2 Setup and estimators

2.1 Setup and assumptions

Suppose that we are interested in fitting a linear regression model,

y = β_{0} + x_{1}^{'} β_{1} + x_{2}^{'} β_{2} + z^{'} γ + u = w^{'} θ + u E (u ∣ w) = 0

where $x_{1} \in R^{d_{1}}, x_{2} \in R^{d_{2}}, z \in R^{d_{z}}$ , $w = (1, x_{1}^{'}, x_{2}^{'}, z^{'})$ , and $θ = {(β_{0}, β_{1}^{'}, β_{2}^{'}, γ^{'})}^{'}$ .

If we can observe all the variables in one sample, OLS is a consistent estimator for θ . However, in reality, we often encounter a situation where the variables are taken from two different samples.

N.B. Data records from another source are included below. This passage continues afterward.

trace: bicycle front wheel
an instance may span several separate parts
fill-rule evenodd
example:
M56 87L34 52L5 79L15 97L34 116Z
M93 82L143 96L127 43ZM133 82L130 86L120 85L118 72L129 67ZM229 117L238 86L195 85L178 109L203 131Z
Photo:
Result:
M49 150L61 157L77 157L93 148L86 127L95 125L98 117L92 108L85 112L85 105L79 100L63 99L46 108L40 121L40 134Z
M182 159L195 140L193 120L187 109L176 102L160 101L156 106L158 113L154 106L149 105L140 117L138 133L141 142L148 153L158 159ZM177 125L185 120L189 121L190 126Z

To be precise, we need more notation to distinguish between the two samples. The first sample is denoted by $S_{1} = {(y_{i}, x_{1 i}, z_{i})}_{i = 1}^{n}$ . The second sample is denoted by $S_{2} = {(x_{2 j}, z_{j})}_{j = 1}^{m}$ . For inference, we also denote d ₃ as the number of continuous common variables in z hereafter, which is not always equal to d_z .

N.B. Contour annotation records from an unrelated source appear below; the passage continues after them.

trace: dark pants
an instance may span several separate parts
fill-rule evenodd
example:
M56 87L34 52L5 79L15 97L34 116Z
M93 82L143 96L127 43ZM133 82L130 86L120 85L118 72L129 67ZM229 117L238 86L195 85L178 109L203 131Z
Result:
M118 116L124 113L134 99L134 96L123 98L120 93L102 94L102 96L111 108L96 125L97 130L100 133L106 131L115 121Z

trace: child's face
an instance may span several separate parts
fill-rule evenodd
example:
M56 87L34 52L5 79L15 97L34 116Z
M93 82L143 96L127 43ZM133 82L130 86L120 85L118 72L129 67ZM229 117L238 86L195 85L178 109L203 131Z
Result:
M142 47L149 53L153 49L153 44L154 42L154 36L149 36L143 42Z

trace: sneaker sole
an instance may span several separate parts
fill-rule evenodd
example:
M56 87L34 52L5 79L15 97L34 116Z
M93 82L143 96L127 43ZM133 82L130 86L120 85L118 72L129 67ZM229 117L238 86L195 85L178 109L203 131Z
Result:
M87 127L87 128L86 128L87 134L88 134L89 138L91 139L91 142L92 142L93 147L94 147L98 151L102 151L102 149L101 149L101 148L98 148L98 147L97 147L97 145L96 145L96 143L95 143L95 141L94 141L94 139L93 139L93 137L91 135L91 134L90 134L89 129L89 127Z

Estimation theories in Hirukawa and Prokhorov (2018) are built on a set of assumptions that are required for identification, consistency, and asymptotic normality of their estimators. Some of them are quite common. For example, assumption 2 imposes compactness of the support of continuous common variables. In our empirical analysis in section 5, educ, feduc, and meduc are such variables, and it is natural to think of their support as compact. On the other hand, there are more subtle assumptions in Hirukawa and Prokhorov (2018) that may or may not hold in a given application. Examples include a common joint distribution for S ₁ and S ₂ (assumption 1), $E (η_{1} η_{2}^{'}) = 0$ and strict nonlinearity in g ₂ (·) [assumption 3(ii)], where η _ℓ := x _ℓ − g_ℓ (z) and g_ℓ (z) := E (x _ℓ| z) for ℓ = 1, 2. It is difficult to test the validity of these assumptions because x ₁ and x ₂ belong to two distinct samples.

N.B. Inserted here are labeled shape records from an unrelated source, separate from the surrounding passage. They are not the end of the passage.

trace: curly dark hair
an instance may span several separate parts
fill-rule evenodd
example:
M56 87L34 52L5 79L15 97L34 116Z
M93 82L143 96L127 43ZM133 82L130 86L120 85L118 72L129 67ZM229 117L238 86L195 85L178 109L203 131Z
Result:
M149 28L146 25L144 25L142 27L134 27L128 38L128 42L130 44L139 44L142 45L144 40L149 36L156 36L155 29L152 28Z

2.2 Nearest-neighbor matching

The matched sample can be constructed via the nearest-neighbor matching (NNM) using a vector of common variables z across two samples. Note that z must contain at least one continuous variable for valid inference; inclusion of discrete common variables with a finite number of support points (for example, binary variables) in z does not affect the asymptotic results that will be stated shortly.

To specify the NNM, we need to first define a matrix norm to measure the distance between two vectors. For a vector x and some symmetric and positive definite matrix A, the vector norm is defined as || x || _A = (x ^′ Ax)¹ ^/ ². Following Abadie and Imbens (2011), we use the Mahalanobis metric $A_{M} = {(1 / N) \sum_{i = 1}^{N} (z_{i} - \bar{z}) {(z_{i} - \bar{z})}^{'}}^{- 1}$ and the normalized Euclidean metric $A_{N E} = d i a g {(A_{M}^{- 1})}^{- 1}$ , where N = n + m and $\bar{z} = (1 / N) \sum_{i = 1}^{N} z_{i}$ .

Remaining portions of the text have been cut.